In other randomness, do nuns who have taken a vow of poverty and live within the convent and teach at parochial schools get paid?
Natter 69: Practically names itself.
Off-topic discussion. Wanna talk about corsets, duct tape, or physics? This is the place. Detailed discussion of any current-season TV must be whitefonted.
Laura shares a birthday with the beautiful and talented Dr. J. Two beautiful and talented birthday havers. Happy Day.
I just laugh at the stuff people choose to give to an admin to do sometimes. Today it is a page torn from a magazine with a website circled. Can I go to the website and download a pdf and then email it to this guy? Well sure, but that could have been done on your own computer in the time it took you to write the note. SRSLY. people.
No pregnant men in my dream lask night, nor ziploc opening wombs nor externally attaching fetuses. Yay for non-disturbing dream night.
Someone on my facebook just posted about how contraception is evil because her fertility is not a disease and perhaps people need to exercise self control and not pop a pill blah blah blah.
Kat, if you need back-up, I'd be happy to go over there and unload the story of my mom and her ... interesting experiences with disabling menstrual pain, natural family planning and almost dying with baby #3.
And re the nuns, they get paid now. They had to fight like hell for it, IIRC sometime in the decade after Vatican II, and I think they still get paid not much compared to union-repped teachers, but they used to get paid something like $30 a month.
So, maybe not?
Catholic health institutions may not promote or condone contraceptive practices but should provide, for married couples and the medical staff who counsel them, instruction both about the Church’s teaching on responsible parenthood and in methods of natural family planning.

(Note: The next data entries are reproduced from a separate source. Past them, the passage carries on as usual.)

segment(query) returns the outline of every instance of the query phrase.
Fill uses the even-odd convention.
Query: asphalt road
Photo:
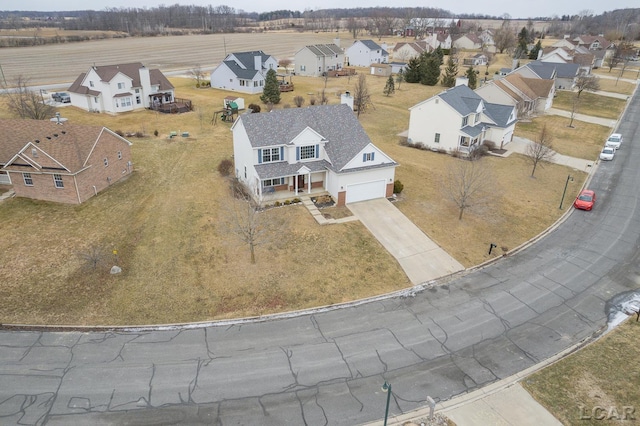
[[[385,380],[399,414],[536,364],[640,288],[638,117],[636,94],[621,151],[590,182],[594,211],[432,288],[237,324],[2,331],[0,423],[354,425],[383,417]]]

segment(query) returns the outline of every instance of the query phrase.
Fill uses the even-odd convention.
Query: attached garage
[[[383,198],[386,195],[386,189],[387,185],[384,180],[347,185],[346,202],[357,203],[358,201]]]

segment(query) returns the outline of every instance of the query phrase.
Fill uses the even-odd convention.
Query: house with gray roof
[[[347,63],[354,67],[368,67],[372,64],[389,62],[387,45],[379,45],[373,40],[356,40],[346,50]]]
[[[294,64],[297,75],[320,77],[342,69],[344,52],[335,43],[305,46],[296,52]]]
[[[398,164],[346,104],[243,114],[231,130],[236,177],[257,200],[325,192],[341,206],[393,194]]]
[[[211,87],[242,93],[262,93],[267,71],[278,69],[278,61],[262,50],[227,55],[211,72]]]
[[[142,62],[92,66],[69,87],[71,105],[85,111],[119,113],[175,100],[173,84]]]
[[[484,141],[503,147],[517,122],[514,105],[485,101],[468,86],[441,92],[409,108],[408,142],[433,151],[469,155]]]

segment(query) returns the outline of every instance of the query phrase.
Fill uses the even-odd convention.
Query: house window
[[[62,182],[62,175],[53,175],[53,183],[56,188],[64,188],[64,183]]]
[[[280,161],[280,148],[266,148],[262,150],[262,162]]]
[[[276,178],[276,179],[265,179],[262,181],[262,187],[267,186],[278,186],[284,184],[284,178]]]
[[[300,147],[300,159],[308,160],[309,158],[316,158],[316,146],[308,145]]]
[[[365,152],[364,154],[362,154],[362,161],[373,161],[375,159],[375,155],[375,152]]]

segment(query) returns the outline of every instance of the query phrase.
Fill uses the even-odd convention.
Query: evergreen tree
[[[267,71],[267,76],[264,79],[264,89],[262,90],[260,100],[265,104],[277,104],[280,102],[280,84],[278,83],[278,76],[274,69]]]
[[[404,81],[407,83],[419,83],[422,75],[421,66],[422,62],[419,57],[410,59],[404,72]]]
[[[384,90],[382,91],[382,93],[389,96],[395,92],[396,92],[396,85],[393,82],[393,76],[390,75],[389,78],[387,79],[387,84],[384,85]]]
[[[424,65],[420,83],[435,86],[440,80],[440,59],[436,55],[431,55]]]
[[[541,50],[542,50],[542,42],[538,40],[536,45],[533,46],[533,49],[531,49],[531,52],[529,52],[529,59],[533,59],[533,60],[538,59],[538,52],[540,52]]]
[[[398,90],[400,90],[400,85],[402,84],[403,81],[404,81],[404,72],[402,71],[402,69],[400,69],[400,71],[398,71],[398,74],[396,74],[396,83],[398,84]]]
[[[444,64],[444,51],[440,46],[436,47],[436,50],[433,51],[433,54],[438,57],[438,65]]]
[[[467,84],[469,85],[469,89],[475,89],[476,87],[478,87],[478,76],[472,66],[469,66],[467,72],[465,72],[464,75],[467,77]]]
[[[447,67],[444,69],[444,75],[442,76],[442,85],[445,87],[453,87],[456,85],[456,77],[458,76],[458,64],[456,64],[449,55],[447,61]]]

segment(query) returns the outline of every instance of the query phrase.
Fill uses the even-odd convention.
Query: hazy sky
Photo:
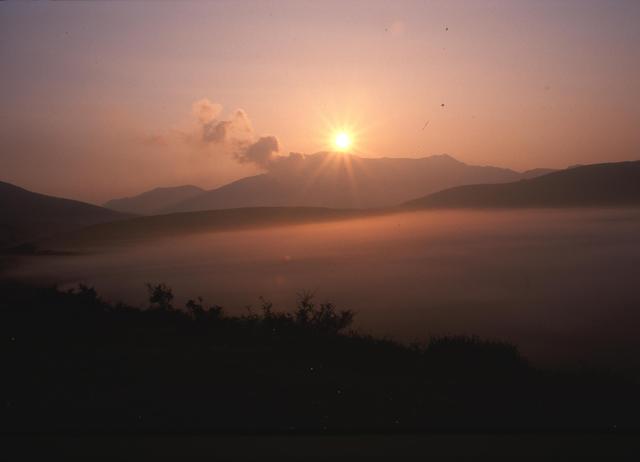
[[[204,98],[282,153],[349,126],[375,157],[638,159],[639,24],[634,0],[3,2],[0,180],[100,202],[259,171],[195,140]]]

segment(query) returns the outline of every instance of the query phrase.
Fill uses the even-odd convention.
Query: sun
[[[346,151],[351,147],[351,136],[347,132],[338,132],[333,139],[333,144],[338,151]]]

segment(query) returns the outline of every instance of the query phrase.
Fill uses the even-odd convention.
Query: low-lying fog
[[[145,282],[230,312],[316,293],[356,327],[406,341],[477,334],[549,363],[639,366],[640,210],[434,211],[183,236],[38,257],[21,277],[142,304]]]

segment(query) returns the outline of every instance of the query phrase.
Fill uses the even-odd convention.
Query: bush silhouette
[[[227,314],[202,298],[148,309],[95,289],[0,283],[0,427],[108,431],[637,428],[637,382],[532,367],[474,336],[406,346],[348,330],[354,313],[300,295]],[[597,399],[594,399],[597,396]]]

Man, the developer I adore working with is leaving at the end of next month, and today is his birthday lunch. I'm going to miss him so much, but insomnia came raging back last night, and I probably got 3 or 4 hours, and the dreams were very disturbing. I am a vegetable.
A vegetable that feels like SHIT.
It's not like we won't have a going away lunch/dinner for him, but I feel like I'm wasting opportunities to bond with him.
God, I can't believe he's leaving. Working with him is so much fun. He's good, he's fast, he's unabashed, and we attack each other like nobody's business. But he's also, behind the shit we fling at each other all the time, paying attention and tries to make me feel better when I've had a bad day or meeting. I don't want him to go. :(
Thank you for the birthday greetings. I am watching tv in bed while drinking coffee. The office computer is open in a remote session on the iPad, but not really working.
I got a nice ocean kayak for the b'day. I need to figure out a smooth method of getting in and out though. Today I will test getting in from the swim platform on the back of the boat. Wish me lack of pitching head first into chilly salt water. I tested getting into it in the pool yesterday from the edge without dumping, but also dicovered it is too heavy for me to flip over and I can't get in while in the water. It is very stable so I think it unlikely that I will spill in normal waves, but I like to test these things. All my prior kayak experience is on lakes where you gt in on shore. Getting in from a dock a few feet above the deep water is a new thing.
Much kayak~ma. What an utterly cool birthday present!
So cool, Laura! Good luck.
Happy birthday Laura! Happy kayaking!
Happy birthday, Laura! With added kayak! That's a cool gift.